Scientists have deciphered how leukotriene A4 hydrolase (LTA4H) acts as a proinflammatory enzyme. The research may also provide new clues to why cigarette smoke is a significant risk factor for developing diseases of the lung such as chronic bronchitis and emphysema, according to the researchers from Imperial College London and the University of Alabama at Birmingham.
The study is published in a paper titled “A Critical Role for LTA4H in Limiting Chronic Pulmonary Neutrophilic Inflammation,” appearing in the September 2 issue of Science.
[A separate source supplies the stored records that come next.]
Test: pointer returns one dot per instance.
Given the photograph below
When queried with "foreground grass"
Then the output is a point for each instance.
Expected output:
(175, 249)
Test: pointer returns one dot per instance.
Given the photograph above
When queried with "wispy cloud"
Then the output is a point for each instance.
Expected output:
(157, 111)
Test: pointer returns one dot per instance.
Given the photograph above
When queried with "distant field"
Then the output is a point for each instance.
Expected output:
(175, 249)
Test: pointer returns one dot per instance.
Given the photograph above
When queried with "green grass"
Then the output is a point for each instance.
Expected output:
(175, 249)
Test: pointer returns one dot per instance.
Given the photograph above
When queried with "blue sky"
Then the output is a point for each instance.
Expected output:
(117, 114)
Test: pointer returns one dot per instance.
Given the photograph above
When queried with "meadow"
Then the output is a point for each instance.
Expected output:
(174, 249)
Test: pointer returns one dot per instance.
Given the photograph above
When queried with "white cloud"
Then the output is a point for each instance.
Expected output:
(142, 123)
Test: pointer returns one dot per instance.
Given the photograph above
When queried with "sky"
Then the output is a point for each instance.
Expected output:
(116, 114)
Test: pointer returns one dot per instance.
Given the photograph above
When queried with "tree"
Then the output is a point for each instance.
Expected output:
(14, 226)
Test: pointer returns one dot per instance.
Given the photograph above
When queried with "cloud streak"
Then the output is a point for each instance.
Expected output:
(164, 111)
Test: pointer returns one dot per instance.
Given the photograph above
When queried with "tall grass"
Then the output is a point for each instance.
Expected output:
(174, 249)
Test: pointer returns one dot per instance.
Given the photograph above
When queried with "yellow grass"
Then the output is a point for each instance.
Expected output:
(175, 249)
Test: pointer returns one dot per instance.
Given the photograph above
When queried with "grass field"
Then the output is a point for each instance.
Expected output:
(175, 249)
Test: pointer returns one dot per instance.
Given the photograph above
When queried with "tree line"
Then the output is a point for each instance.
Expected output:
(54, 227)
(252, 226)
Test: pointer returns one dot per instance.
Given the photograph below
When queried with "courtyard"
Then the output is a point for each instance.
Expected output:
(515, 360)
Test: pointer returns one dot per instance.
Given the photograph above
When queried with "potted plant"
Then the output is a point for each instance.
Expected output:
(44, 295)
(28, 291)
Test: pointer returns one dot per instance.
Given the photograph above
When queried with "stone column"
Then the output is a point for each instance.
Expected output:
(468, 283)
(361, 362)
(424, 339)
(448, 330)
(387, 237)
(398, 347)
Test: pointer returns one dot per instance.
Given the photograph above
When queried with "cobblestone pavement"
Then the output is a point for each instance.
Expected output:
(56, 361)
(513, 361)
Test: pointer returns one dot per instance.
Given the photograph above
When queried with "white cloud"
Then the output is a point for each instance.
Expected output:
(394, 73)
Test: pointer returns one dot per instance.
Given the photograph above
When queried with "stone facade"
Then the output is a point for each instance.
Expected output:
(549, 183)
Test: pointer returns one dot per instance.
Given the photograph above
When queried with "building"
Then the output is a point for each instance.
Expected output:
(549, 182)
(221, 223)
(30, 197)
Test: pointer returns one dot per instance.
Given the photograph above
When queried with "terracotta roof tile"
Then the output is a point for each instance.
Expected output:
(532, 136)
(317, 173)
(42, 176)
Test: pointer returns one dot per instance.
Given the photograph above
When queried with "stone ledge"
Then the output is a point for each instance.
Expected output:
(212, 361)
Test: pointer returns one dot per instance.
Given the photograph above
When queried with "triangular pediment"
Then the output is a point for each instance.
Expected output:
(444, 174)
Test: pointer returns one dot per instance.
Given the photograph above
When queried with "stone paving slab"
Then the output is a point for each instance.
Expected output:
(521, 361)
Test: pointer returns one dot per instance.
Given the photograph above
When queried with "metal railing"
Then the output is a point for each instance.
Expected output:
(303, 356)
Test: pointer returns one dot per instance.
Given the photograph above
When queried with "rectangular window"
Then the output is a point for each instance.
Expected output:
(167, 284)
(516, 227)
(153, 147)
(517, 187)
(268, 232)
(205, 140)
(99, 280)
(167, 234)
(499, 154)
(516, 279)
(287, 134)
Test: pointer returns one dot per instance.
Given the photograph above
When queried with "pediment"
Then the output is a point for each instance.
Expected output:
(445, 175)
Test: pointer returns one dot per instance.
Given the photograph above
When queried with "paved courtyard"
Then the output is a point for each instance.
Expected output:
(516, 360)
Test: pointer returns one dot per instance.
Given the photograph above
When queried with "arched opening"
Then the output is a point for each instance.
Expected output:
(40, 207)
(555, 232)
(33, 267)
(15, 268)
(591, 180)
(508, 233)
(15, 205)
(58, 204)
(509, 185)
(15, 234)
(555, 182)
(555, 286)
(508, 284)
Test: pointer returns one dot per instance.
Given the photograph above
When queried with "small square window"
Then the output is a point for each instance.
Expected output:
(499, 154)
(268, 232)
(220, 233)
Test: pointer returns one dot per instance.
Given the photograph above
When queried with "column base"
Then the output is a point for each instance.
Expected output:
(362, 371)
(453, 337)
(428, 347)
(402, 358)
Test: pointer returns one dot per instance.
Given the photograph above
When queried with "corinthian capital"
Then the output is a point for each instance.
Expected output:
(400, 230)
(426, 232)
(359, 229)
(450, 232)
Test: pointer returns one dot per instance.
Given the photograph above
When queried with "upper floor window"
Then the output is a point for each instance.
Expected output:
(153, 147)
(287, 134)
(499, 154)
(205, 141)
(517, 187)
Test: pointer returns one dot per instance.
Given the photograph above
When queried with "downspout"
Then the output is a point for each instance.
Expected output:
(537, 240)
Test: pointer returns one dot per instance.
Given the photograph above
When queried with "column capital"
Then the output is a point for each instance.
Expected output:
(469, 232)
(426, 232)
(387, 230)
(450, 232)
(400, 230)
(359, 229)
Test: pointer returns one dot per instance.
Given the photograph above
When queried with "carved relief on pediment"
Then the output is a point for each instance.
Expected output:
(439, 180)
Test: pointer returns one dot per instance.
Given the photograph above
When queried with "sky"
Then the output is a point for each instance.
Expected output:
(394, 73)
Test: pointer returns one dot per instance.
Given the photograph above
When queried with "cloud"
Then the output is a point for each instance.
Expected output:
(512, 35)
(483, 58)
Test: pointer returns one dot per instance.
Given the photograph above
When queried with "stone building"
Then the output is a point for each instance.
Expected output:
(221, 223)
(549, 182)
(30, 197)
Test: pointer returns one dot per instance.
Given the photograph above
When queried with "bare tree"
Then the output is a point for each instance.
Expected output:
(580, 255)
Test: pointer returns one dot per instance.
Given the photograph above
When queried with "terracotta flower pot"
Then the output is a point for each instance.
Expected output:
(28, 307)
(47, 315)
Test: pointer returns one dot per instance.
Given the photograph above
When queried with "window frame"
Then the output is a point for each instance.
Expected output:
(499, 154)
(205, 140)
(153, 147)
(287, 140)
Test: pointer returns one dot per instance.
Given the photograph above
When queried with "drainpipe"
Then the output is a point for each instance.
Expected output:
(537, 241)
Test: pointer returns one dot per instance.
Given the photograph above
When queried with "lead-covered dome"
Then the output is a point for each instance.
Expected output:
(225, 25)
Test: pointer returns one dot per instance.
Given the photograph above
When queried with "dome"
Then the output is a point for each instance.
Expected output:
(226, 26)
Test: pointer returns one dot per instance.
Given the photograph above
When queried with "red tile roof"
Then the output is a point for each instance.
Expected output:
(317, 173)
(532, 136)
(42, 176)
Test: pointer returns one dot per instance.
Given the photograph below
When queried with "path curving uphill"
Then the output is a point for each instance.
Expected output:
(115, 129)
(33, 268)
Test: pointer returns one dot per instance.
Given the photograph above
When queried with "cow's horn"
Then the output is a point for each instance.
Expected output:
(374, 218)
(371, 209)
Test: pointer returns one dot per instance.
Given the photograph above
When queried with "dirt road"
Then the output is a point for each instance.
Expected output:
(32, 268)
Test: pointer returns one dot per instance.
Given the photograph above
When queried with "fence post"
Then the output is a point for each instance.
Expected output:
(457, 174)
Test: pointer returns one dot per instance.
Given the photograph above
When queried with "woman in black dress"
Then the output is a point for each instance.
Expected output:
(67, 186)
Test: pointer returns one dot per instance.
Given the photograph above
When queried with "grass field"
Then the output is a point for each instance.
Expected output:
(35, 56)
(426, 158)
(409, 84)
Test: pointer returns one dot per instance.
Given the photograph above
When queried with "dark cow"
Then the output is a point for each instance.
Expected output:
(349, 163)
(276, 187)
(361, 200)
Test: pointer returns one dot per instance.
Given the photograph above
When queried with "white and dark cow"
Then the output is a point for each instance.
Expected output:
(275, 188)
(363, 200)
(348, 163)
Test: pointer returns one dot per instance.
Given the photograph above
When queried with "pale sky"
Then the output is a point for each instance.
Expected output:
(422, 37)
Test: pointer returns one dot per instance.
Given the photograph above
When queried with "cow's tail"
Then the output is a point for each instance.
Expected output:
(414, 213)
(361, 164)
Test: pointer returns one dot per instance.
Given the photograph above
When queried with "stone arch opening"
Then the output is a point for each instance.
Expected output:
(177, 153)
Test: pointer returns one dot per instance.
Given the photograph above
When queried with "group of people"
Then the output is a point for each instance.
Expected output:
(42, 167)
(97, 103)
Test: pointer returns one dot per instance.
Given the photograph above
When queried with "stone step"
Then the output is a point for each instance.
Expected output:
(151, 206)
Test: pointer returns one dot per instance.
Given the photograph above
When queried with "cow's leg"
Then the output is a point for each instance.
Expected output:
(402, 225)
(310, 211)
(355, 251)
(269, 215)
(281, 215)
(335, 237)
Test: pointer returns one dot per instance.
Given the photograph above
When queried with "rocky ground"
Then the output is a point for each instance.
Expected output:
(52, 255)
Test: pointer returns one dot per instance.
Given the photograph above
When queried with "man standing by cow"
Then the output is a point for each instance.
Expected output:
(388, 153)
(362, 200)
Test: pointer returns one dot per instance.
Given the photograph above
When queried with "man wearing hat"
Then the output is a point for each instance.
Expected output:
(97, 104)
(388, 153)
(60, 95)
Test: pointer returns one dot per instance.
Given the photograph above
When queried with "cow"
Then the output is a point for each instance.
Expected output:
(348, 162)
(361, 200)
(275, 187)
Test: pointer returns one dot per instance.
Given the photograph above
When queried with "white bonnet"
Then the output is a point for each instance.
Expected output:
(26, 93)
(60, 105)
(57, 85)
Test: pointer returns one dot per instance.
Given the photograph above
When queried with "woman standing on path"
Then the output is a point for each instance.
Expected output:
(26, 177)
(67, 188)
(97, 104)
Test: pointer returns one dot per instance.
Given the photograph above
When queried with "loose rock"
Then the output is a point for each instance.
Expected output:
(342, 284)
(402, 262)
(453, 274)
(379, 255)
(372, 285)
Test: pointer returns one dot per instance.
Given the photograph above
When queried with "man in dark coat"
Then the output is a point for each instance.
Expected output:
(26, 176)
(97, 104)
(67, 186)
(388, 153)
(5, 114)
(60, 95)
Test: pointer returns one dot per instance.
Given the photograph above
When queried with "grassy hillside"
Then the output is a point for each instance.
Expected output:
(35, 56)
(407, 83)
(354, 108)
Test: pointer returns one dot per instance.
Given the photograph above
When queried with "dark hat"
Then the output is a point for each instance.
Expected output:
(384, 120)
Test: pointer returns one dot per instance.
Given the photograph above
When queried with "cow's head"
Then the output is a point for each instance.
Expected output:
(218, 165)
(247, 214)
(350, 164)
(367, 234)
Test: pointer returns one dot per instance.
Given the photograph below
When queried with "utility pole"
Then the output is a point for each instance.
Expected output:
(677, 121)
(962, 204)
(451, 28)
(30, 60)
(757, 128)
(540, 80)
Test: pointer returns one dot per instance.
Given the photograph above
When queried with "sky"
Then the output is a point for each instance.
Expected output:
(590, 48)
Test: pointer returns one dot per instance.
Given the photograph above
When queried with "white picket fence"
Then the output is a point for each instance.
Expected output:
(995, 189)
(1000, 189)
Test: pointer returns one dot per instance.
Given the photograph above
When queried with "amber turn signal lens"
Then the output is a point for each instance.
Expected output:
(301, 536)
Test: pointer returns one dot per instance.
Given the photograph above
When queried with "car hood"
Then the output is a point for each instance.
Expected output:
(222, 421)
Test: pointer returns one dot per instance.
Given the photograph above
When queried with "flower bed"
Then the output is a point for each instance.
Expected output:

PGP is a biomarker for chronic obstructive pulmonary disease (COPD) and is implicated in neutrophil persistence in the lung. The enzymes released by neutrophils can cause particular damage in the lung, where they can attack collagen, selectively cutting out a molecular fragment known as PGP. This fragment in turn recruits more neutrophils, potentially leading to a vicious circle of damage.
The investigators found that in acute neutrophil-driven inflammation, LTA4H, which generates the inflammatory mediator leukotriene B4 (LTB4), degraded PGP and thus facilitated the resolution of inflammation. In contrast, cigarette smoke, another major risk factor for COPD, selectively inhibited LTA4H aminopeptidase activity, which led to the accumulation of PGP and neutrophils.
The researchers believe that the research may have implications for the development of new drugs aimed at treating acute and inflammatory diseases. However, as well as working to reduce inflammation, LTA4H more commonly works to promote inflammation. Therefore, drugs aimed at inhibiting the pro-inflammatory activity of LTA4H could result in preventing degradation of PGP, causing potential lung damage, they caution.